Trust. Real, unfailing, surrendered trust. This is not easy and yet it is huge in the walk of following Jesus. I have been learning and experiencing a lot of this lately. Trying to trust God in the areas of my life. It started out in one particular area then it has begun to grow, because if I can trust God in this area, why not another and another area?! As I read my Bible or listen to people talk it has come up a lot and I am so thankful for it and I believe God is using so many avenues to teach me. Here are some verses I keep going back to.
Trust in the LORD with all your heart, and do not lean on your own understanding.
In all your ways acknowledge him, and he will make straight your paths.
Be not wise in your own eyes; fear the LORD, and turn away from evil.
It will be healing to your flesh and refreshment to your bones.
Proverbs 3.5-8
How many times have we heard these verses? Many people probably have the first two memorized. Look at theses words "do not lean on your own understanding". WOW. I don't know about you but I definitely lean on my own understanding. If I can figure it out in my head and come up with a plan, my heart can have peace. And I will think & think & think until I have that plan. Now plans are not bad, but they should not be the source of my peace, and what if things do not go according to my plan...breakdown. lol. I also like "do not be wise in your own eyes; fear the LORD", it carries the same idea.
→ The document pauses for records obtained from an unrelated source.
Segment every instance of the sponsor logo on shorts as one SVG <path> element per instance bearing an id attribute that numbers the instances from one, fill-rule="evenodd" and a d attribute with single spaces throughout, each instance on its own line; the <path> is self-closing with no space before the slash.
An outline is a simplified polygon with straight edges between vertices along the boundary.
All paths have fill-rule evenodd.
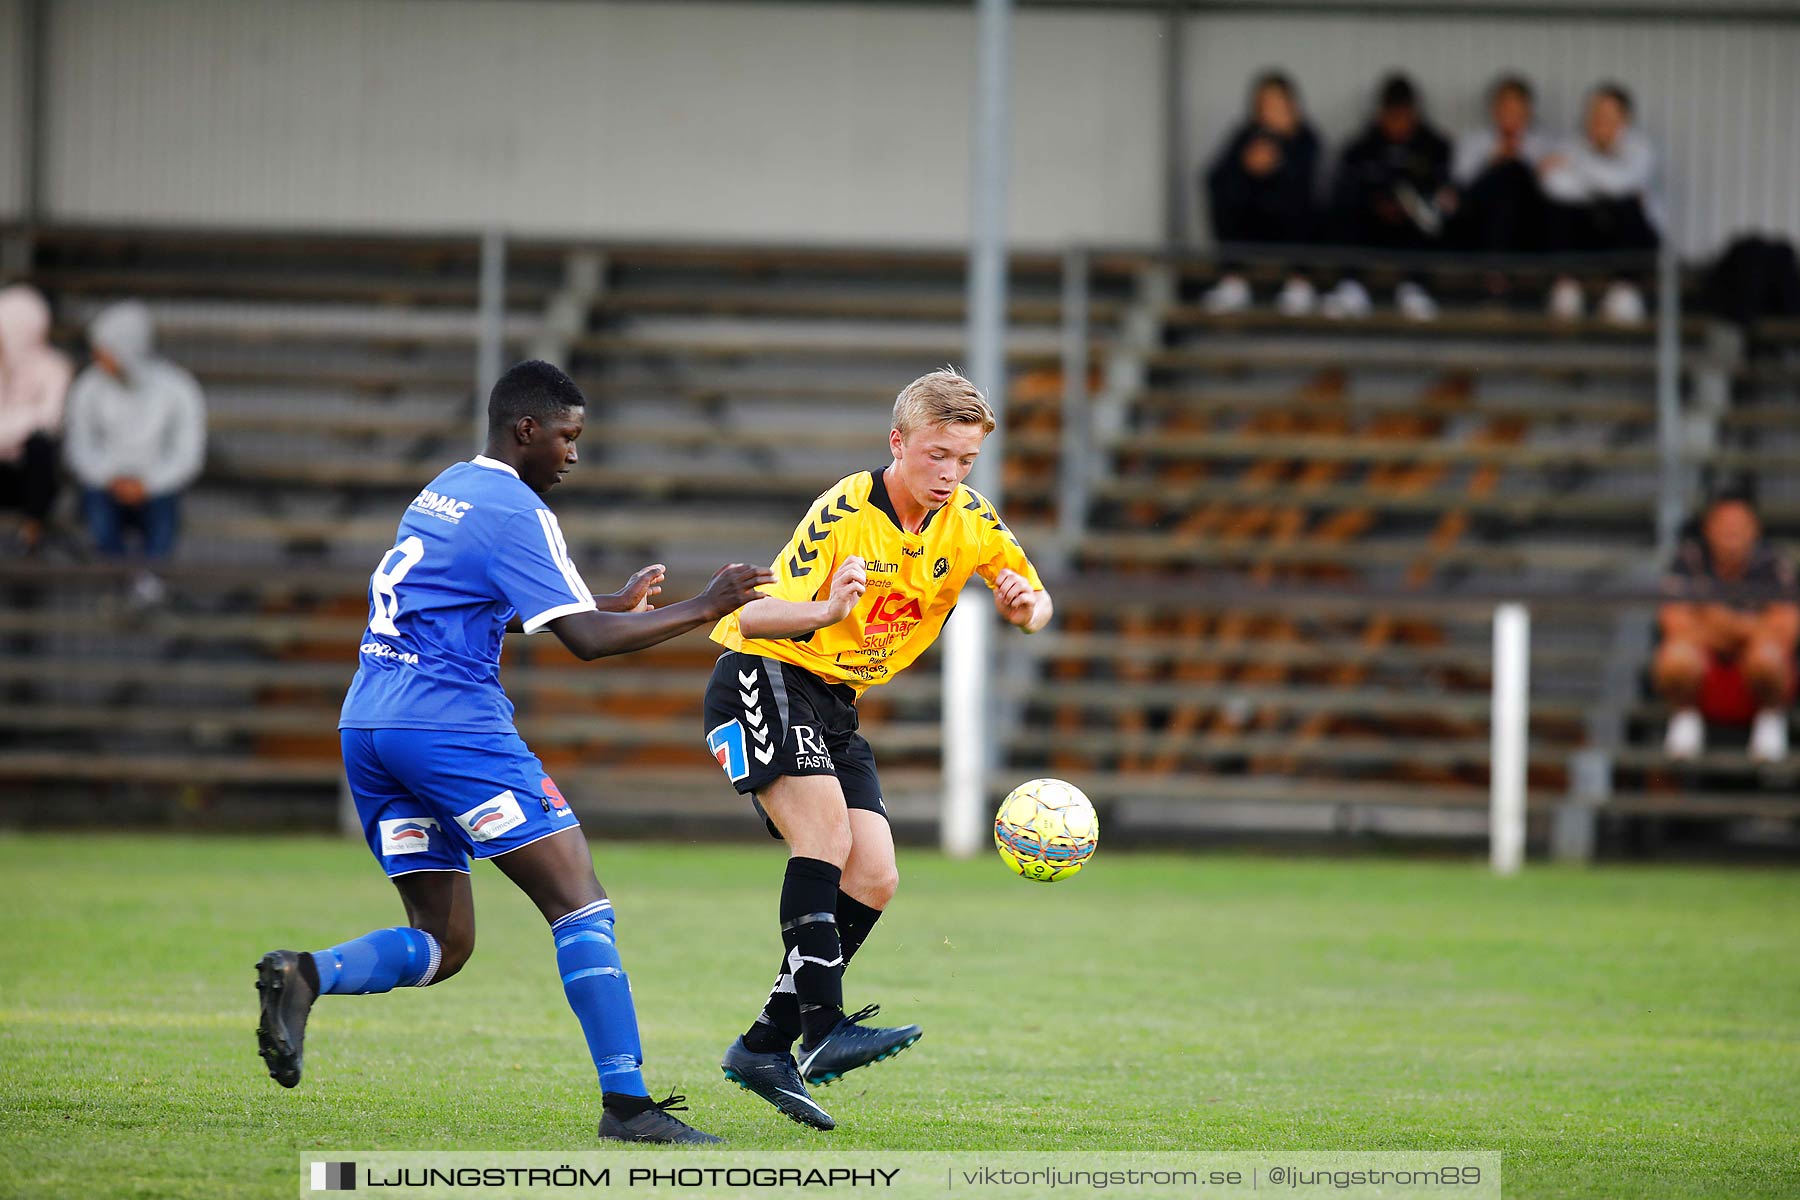
<path id="1" fill-rule="evenodd" d="M 940 558 L 936 562 L 931 564 L 931 577 L 933 579 L 942 579 L 944 576 L 948 575 L 949 573 L 950 573 L 950 560 L 949 559 Z"/>
<path id="2" fill-rule="evenodd" d="M 431 831 L 438 827 L 434 817 L 401 817 L 381 823 L 383 854 L 423 854 L 431 849 Z"/>
<path id="3" fill-rule="evenodd" d="M 569 802 L 563 799 L 562 789 L 556 786 L 556 780 L 548 775 L 538 780 L 538 790 L 544 793 L 544 811 L 553 817 L 572 817 L 575 815 Z"/>
<path id="4" fill-rule="evenodd" d="M 837 770 L 831 751 L 825 748 L 825 739 L 811 725 L 794 726 L 794 765 L 809 771 Z"/>
<path id="5" fill-rule="evenodd" d="M 509 788 L 493 799 L 477 804 L 468 812 L 458 813 L 457 824 L 469 831 L 478 842 L 491 842 L 503 833 L 511 833 L 525 823 L 525 812 Z"/>
<path id="6" fill-rule="evenodd" d="M 900 547 L 900 553 L 906 555 L 906 557 L 908 557 L 908 558 L 924 558 L 925 557 L 925 547 L 923 547 L 923 546 L 902 546 L 902 547 Z"/>
<path id="7" fill-rule="evenodd" d="M 744 741 L 744 724 L 742 721 L 727 721 L 716 725 L 706 735 L 706 748 L 712 751 L 713 757 L 719 760 L 719 767 L 731 782 L 750 776 L 750 755 Z"/>
<path id="8" fill-rule="evenodd" d="M 908 553 L 911 552 L 908 551 Z M 868 572 L 871 575 L 892 575 L 895 571 L 900 569 L 899 563 L 882 562 L 879 558 L 871 558 L 865 566 L 868 568 Z"/>

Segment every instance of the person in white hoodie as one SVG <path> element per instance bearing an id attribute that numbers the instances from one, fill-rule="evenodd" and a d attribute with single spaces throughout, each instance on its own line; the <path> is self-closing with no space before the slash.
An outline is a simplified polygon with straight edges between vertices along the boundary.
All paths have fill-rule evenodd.
<path id="1" fill-rule="evenodd" d="M 101 311 L 88 326 L 94 365 L 69 392 L 65 454 L 82 488 L 94 545 L 126 553 L 125 533 L 144 557 L 175 546 L 181 492 L 206 456 L 206 402 L 194 377 L 156 356 L 150 310 L 136 301 Z"/>
<path id="2" fill-rule="evenodd" d="M 1599 84 L 1588 93 L 1584 135 L 1538 163 L 1550 201 L 1552 253 L 1648 251 L 1661 244 L 1656 148 L 1631 118 L 1631 93 L 1616 83 Z M 1585 306 L 1572 276 L 1562 276 L 1551 288 L 1553 315 L 1579 317 Z M 1623 276 L 1615 278 L 1601 312 L 1620 324 L 1642 321 L 1643 293 Z"/>
<path id="3" fill-rule="evenodd" d="M 56 438 L 72 373 L 50 345 L 50 306 L 25 284 L 0 290 L 0 507 L 25 515 L 19 546 L 44 537 L 56 500 Z"/>

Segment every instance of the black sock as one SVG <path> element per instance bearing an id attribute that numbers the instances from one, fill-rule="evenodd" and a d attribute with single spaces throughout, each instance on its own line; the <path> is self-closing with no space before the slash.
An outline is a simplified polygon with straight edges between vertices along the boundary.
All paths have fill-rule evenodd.
<path id="1" fill-rule="evenodd" d="M 300 956 L 300 978 L 306 980 L 306 986 L 313 990 L 313 995 L 319 994 L 319 964 L 313 961 L 310 954 Z"/>
<path id="2" fill-rule="evenodd" d="M 600 1093 L 600 1104 L 621 1121 L 629 1121 L 641 1112 L 649 1112 L 655 1101 L 648 1096 L 630 1096 L 624 1092 Z"/>
<path id="3" fill-rule="evenodd" d="M 844 969 L 881 919 L 879 908 L 870 908 L 848 892 L 837 894 L 838 942 L 844 952 Z M 788 975 L 787 958 L 775 973 L 775 987 L 763 1004 L 762 1014 L 744 1031 L 744 1046 L 756 1054 L 785 1050 L 800 1036 L 800 1000 Z"/>
<path id="4" fill-rule="evenodd" d="M 816 858 L 790 858 L 781 883 L 781 943 L 807 1041 L 844 1017 L 844 951 L 838 941 L 838 880 L 843 872 Z"/>

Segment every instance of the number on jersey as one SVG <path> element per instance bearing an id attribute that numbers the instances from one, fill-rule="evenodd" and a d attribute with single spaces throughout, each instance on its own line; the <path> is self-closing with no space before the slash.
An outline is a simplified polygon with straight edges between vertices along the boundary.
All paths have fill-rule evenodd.
<path id="1" fill-rule="evenodd" d="M 400 615 L 400 597 L 396 589 L 406 573 L 419 565 L 425 557 L 425 543 L 416 536 L 409 537 L 398 546 L 381 556 L 381 564 L 375 573 L 369 576 L 369 595 L 373 611 L 369 614 L 369 632 L 384 633 L 389 637 L 399 637 L 400 629 L 394 624 L 394 618 Z"/>

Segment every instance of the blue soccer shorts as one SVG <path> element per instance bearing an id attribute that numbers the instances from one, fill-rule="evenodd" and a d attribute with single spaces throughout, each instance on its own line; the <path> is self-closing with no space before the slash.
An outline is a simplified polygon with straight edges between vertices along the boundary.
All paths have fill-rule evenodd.
<path id="1" fill-rule="evenodd" d="M 469 870 L 581 822 L 516 733 L 340 729 L 369 850 L 388 875 Z"/>

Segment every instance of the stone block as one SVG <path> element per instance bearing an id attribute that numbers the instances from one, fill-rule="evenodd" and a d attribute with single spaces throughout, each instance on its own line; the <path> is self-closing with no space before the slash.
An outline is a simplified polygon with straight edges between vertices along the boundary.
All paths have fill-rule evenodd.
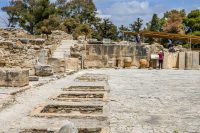
<path id="1" fill-rule="evenodd" d="M 164 69 L 178 68 L 178 53 L 164 53 Z"/>
<path id="2" fill-rule="evenodd" d="M 37 65 L 35 66 L 36 76 L 51 76 L 53 75 L 53 69 L 50 65 Z"/>
<path id="3" fill-rule="evenodd" d="M 39 81 L 38 76 L 29 76 L 29 81 Z"/>
<path id="4" fill-rule="evenodd" d="M 66 70 L 79 70 L 80 69 L 80 64 L 79 64 L 79 59 L 78 58 L 67 58 L 65 59 L 65 66 Z"/>
<path id="5" fill-rule="evenodd" d="M 54 73 L 61 73 L 66 71 L 66 64 L 64 59 L 49 58 L 48 64 L 51 65 Z"/>
<path id="6" fill-rule="evenodd" d="M 199 69 L 199 52 L 192 52 L 192 68 Z"/>
<path id="7" fill-rule="evenodd" d="M 29 85 L 29 71 L 14 68 L 0 69 L 0 87 L 23 87 Z"/>
<path id="8" fill-rule="evenodd" d="M 185 52 L 180 52 L 178 56 L 178 68 L 185 69 Z"/>
<path id="9" fill-rule="evenodd" d="M 193 68 L 192 60 L 193 60 L 192 51 L 186 52 L 186 55 L 185 55 L 185 69 L 186 70 L 192 70 Z"/>

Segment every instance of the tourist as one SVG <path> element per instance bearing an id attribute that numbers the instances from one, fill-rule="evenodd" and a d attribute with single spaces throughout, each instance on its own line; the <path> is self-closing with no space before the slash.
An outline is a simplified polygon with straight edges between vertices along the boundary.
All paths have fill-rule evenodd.
<path id="1" fill-rule="evenodd" d="M 163 69 L 164 52 L 160 51 L 159 55 L 159 69 Z"/>
<path id="2" fill-rule="evenodd" d="M 168 39 L 168 49 L 169 52 L 174 52 L 174 45 L 170 39 Z"/>
<path id="3" fill-rule="evenodd" d="M 136 35 L 135 40 L 136 40 L 137 44 L 140 44 L 140 43 L 141 43 L 140 34 L 137 34 L 137 35 Z"/>

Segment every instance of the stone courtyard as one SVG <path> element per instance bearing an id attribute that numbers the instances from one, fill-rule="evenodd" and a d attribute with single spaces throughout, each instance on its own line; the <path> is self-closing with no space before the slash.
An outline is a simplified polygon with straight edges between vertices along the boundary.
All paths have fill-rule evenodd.
<path id="1" fill-rule="evenodd" d="M 70 121 L 79 133 L 199 133 L 199 74 L 82 70 L 16 94 L 0 112 L 0 132 L 56 133 Z"/>

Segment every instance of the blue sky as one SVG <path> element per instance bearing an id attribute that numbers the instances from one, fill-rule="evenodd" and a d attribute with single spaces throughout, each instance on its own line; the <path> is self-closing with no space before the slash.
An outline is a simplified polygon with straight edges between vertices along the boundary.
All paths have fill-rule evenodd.
<path id="1" fill-rule="evenodd" d="M 55 1 L 55 0 L 51 0 Z M 200 0 L 93 0 L 100 17 L 110 18 L 116 25 L 129 25 L 140 17 L 144 23 L 151 20 L 152 14 L 163 13 L 171 9 L 185 9 L 190 12 L 200 9 Z M 0 7 L 7 5 L 9 0 L 0 0 Z M 0 11 L 0 16 L 5 16 Z M 2 21 L 0 21 L 2 26 Z"/>

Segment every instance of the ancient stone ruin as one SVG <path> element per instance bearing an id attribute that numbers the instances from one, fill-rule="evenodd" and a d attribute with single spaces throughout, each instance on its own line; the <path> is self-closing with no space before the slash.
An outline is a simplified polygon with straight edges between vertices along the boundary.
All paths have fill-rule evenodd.
<path id="1" fill-rule="evenodd" d="M 142 124 L 159 124 L 157 121 L 160 118 L 154 114 L 154 108 L 163 106 L 168 109 L 166 103 L 168 105 L 174 101 L 177 103 L 173 104 L 178 106 L 185 99 L 183 92 L 192 95 L 193 91 L 197 91 L 186 91 L 185 88 L 193 87 L 182 83 L 185 88 L 181 88 L 181 93 L 175 96 L 167 92 L 157 93 L 159 87 L 156 84 L 163 83 L 160 86 L 165 87 L 166 80 L 162 78 L 168 71 L 152 69 L 158 68 L 155 57 L 163 50 L 164 69 L 197 72 L 200 69 L 199 51 L 176 46 L 175 51 L 170 52 L 160 44 L 111 42 L 106 39 L 103 43 L 92 39 L 87 41 L 83 37 L 78 39 L 73 40 L 63 31 L 53 31 L 47 39 L 42 35 L 30 35 L 22 29 L 0 29 L 0 111 L 5 111 L 3 115 L 14 119 L 10 121 L 2 117 L 1 121 L 0 118 L 0 124 L 11 122 L 13 126 L 7 128 L 4 125 L 0 132 L 58 133 L 66 121 L 75 125 L 77 133 L 114 133 L 130 128 L 134 131 L 138 123 L 135 122 L 134 127 L 129 119 L 140 118 L 138 121 Z M 180 81 L 173 77 L 176 75 L 174 73 L 167 76 L 172 79 L 171 87 L 177 89 Z M 146 77 L 143 76 L 145 74 Z M 129 76 L 131 78 L 127 79 Z M 159 79 L 159 76 L 163 77 Z M 151 89 L 145 86 L 143 79 L 152 83 Z M 171 88 L 164 88 L 168 89 Z M 155 91 L 154 97 L 150 96 L 151 91 Z M 173 93 L 175 91 L 171 90 Z M 164 100 L 160 100 L 159 96 L 162 95 Z M 175 97 L 174 101 L 172 97 Z M 196 95 L 194 98 L 192 102 L 197 101 Z M 169 100 L 166 102 L 166 99 Z M 134 110 L 132 106 L 139 109 Z M 176 111 L 186 110 L 176 106 L 173 108 Z M 153 109 L 148 110 L 147 107 Z M 19 116 L 14 116 L 10 108 L 16 109 Z M 146 116 L 149 112 L 154 115 Z M 117 117 L 114 117 L 114 113 Z M 166 114 L 159 114 L 164 116 L 160 123 L 166 122 L 163 121 Z M 116 126 L 118 122 L 120 126 Z"/>

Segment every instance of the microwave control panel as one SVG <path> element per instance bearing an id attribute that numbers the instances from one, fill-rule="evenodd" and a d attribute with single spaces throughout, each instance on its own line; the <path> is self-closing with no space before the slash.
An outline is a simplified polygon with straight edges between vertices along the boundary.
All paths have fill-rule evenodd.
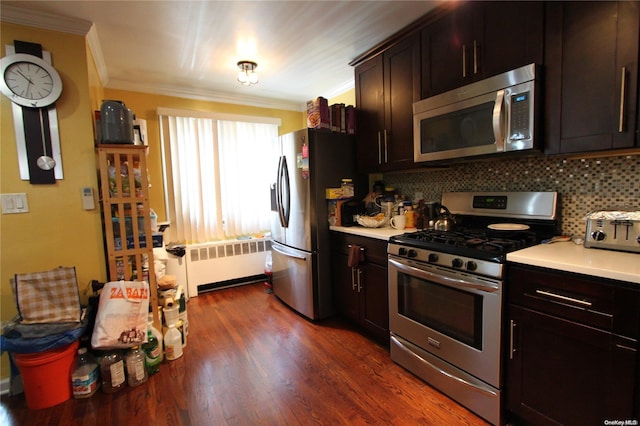
<path id="1" fill-rule="evenodd" d="M 509 140 L 531 139 L 531 105 L 529 92 L 511 95 L 511 120 Z"/>

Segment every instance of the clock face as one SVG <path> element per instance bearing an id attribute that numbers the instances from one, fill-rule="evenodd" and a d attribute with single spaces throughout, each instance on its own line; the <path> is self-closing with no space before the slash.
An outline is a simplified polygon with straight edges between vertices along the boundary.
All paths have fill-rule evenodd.
<path id="1" fill-rule="evenodd" d="M 0 90 L 13 102 L 31 108 L 53 104 L 62 93 L 58 72 L 43 59 L 18 53 L 0 59 Z"/>
<path id="2" fill-rule="evenodd" d="M 17 96 L 39 101 L 53 91 L 51 74 L 32 62 L 15 62 L 4 71 L 4 81 Z"/>

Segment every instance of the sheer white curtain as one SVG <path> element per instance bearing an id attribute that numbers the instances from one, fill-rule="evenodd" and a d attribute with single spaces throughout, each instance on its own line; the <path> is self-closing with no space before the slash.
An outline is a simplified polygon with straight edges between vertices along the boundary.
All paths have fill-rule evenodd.
<path id="1" fill-rule="evenodd" d="M 160 115 L 172 239 L 198 243 L 267 231 L 275 120 Z"/>
<path id="2" fill-rule="evenodd" d="M 178 240 L 224 238 L 216 123 L 212 119 L 168 117 L 174 231 Z"/>
<path id="3" fill-rule="evenodd" d="M 222 216 L 228 236 L 269 229 L 270 164 L 278 127 L 273 124 L 219 121 Z"/>

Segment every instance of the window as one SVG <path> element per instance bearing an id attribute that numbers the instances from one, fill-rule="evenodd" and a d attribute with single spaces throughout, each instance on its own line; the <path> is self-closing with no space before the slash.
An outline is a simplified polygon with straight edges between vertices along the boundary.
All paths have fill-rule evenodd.
<path id="1" fill-rule="evenodd" d="M 280 120 L 159 109 L 167 217 L 176 241 L 270 227 L 270 159 Z"/>

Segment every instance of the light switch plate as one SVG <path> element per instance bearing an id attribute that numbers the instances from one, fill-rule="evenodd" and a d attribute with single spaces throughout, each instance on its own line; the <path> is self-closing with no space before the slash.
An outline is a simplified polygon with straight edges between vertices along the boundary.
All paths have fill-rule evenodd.
<path id="1" fill-rule="evenodd" d="M 2 214 L 28 213 L 29 203 L 27 202 L 27 194 L 1 194 L 2 197 Z"/>

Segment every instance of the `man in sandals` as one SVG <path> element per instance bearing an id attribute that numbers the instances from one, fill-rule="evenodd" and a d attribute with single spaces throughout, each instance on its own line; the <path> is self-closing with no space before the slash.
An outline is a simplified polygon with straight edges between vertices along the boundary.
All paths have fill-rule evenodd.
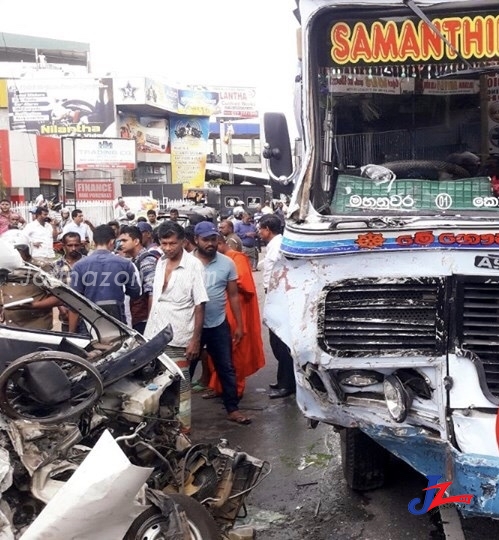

But let me tell you this is not easy at all. Even when I think I'm almost really trusting God, it can turn into "I trust you God to fulfill my plan, by faith." Haha, still not trusting totally. It needs to be "I trust you God to fulfill whatever YOUR plan is". And the result of that is joy and peace in a real way and I am thankful for the small tastes of that I have had. It's not about me being in control and we all like that power, but letting God be in control. Let me encourage you to take this journey of trust with me. Try taking a look into your life and heart; what areas do you hold the control and refuse to let go and trust? I would say it touches every single area of my life. I'm starting to see it and I want God to touch each area; to be able to trust Him from small things like my son sleeping well to big things like trusting Him with our lives. He is our perfect and loving Father who open His arms and will walk with us through this life!